Tag: trendwatching

  • The year that will be…

    Crystal gazing began in right earnest in Dec 2012, and across the web, there were many top x predictions for 2013.

    Trendwatching made a list, and my favourites in it were #9 and #10 – “Full Frontal” and “Demanding Brands” respectively. The first was about brands moving further on the transparency curve and proactively showing they have nothing to hide as opposed to merely reacting. The second was about brands getting their consumers to contribute to their sustainability and socially-responsible endeavours.

    Branding Strategy Insider made 2 lists – Brand and Digital & Media. In the first, I found #5 – ‘The Known and the Branded’ – a very intriguing thought. Brands being thought of as category placeholders, stuff that doesn’t really stand for anything. Understandably, brands will find it harder to differentiate themselves. In the second list, again #5 – omni-channel marketing is something I have written about earlier while on the subject of cohesive experiences.

    JWT has their annual 10 trends list as well, and I thought #1 “Play as a competitive advantage” and #9 – “Going Private in Public” were particularly insightful. The reason I look forward to the JWT list is because while they deal with the immediate, they also come up with a couple of nuggets which are really far out. But the thing is, I can instinctively connect with them and am sure that even if not this year, these are inevitable somewhere down the line.

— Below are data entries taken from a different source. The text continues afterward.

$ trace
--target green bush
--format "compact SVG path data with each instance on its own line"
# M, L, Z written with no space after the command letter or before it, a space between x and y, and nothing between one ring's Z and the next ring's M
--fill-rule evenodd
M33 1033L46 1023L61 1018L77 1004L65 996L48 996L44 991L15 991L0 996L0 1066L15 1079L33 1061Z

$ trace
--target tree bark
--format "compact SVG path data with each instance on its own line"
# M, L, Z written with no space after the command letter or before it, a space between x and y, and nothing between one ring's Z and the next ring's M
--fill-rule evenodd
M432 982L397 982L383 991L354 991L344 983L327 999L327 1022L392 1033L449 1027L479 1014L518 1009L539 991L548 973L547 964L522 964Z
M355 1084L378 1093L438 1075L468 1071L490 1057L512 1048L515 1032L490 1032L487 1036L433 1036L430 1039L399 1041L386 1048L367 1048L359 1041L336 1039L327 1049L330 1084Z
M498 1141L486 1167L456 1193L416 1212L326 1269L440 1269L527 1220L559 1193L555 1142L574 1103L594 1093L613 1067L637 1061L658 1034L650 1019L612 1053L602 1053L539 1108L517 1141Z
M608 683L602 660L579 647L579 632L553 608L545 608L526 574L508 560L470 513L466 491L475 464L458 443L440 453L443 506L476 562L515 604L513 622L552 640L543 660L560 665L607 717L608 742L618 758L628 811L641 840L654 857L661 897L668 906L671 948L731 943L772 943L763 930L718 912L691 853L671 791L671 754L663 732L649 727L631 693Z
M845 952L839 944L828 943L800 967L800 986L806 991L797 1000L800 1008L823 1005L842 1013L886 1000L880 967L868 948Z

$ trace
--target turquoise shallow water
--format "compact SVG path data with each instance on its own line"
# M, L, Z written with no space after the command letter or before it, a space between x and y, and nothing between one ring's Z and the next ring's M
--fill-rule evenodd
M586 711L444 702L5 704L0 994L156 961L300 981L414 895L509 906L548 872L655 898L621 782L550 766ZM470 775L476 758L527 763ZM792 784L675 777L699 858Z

    This year, I also found Next Generation Media’s list quite interesting, especially because of their ‘implications for brands’ after each trend. My favourites in this list were #9 and #10 – “New Currencies” and “The WOW factor” respectively. I like the direction of the former, but would have liked it to be pushed further, but that’s mostly because of a more (personal) philosophical perspective on us having no alternatives to money as a currency. “The WOW factor” – related to ‘The Known and the Branded’ I mentioned earlier in the post, and the writing is pretty much on the wall for brands!

    Update: Came in late, but Simply Zesty’s list is a must-read as well!

    until next time, hope y’all have an awesome 2013. 🙂

  • Servility or Clarity?

    Trendwatching’s October brief – Servile Brands, reminded me of a favourite OTA which was generating some buzz recently for publicly firing its PR agency. (enough clues, but no names lest I should be accused of SEO bait 😀 ) ‘Servile’ is defined as “turning your brand into a lifestyle servant focused on catering to the needs, desires and whims of your customers, wherever and whenever they are.” It relates to brands having to evolve to factors such as (from the trend brief) on demand, time compression and consumers no longer revering brands.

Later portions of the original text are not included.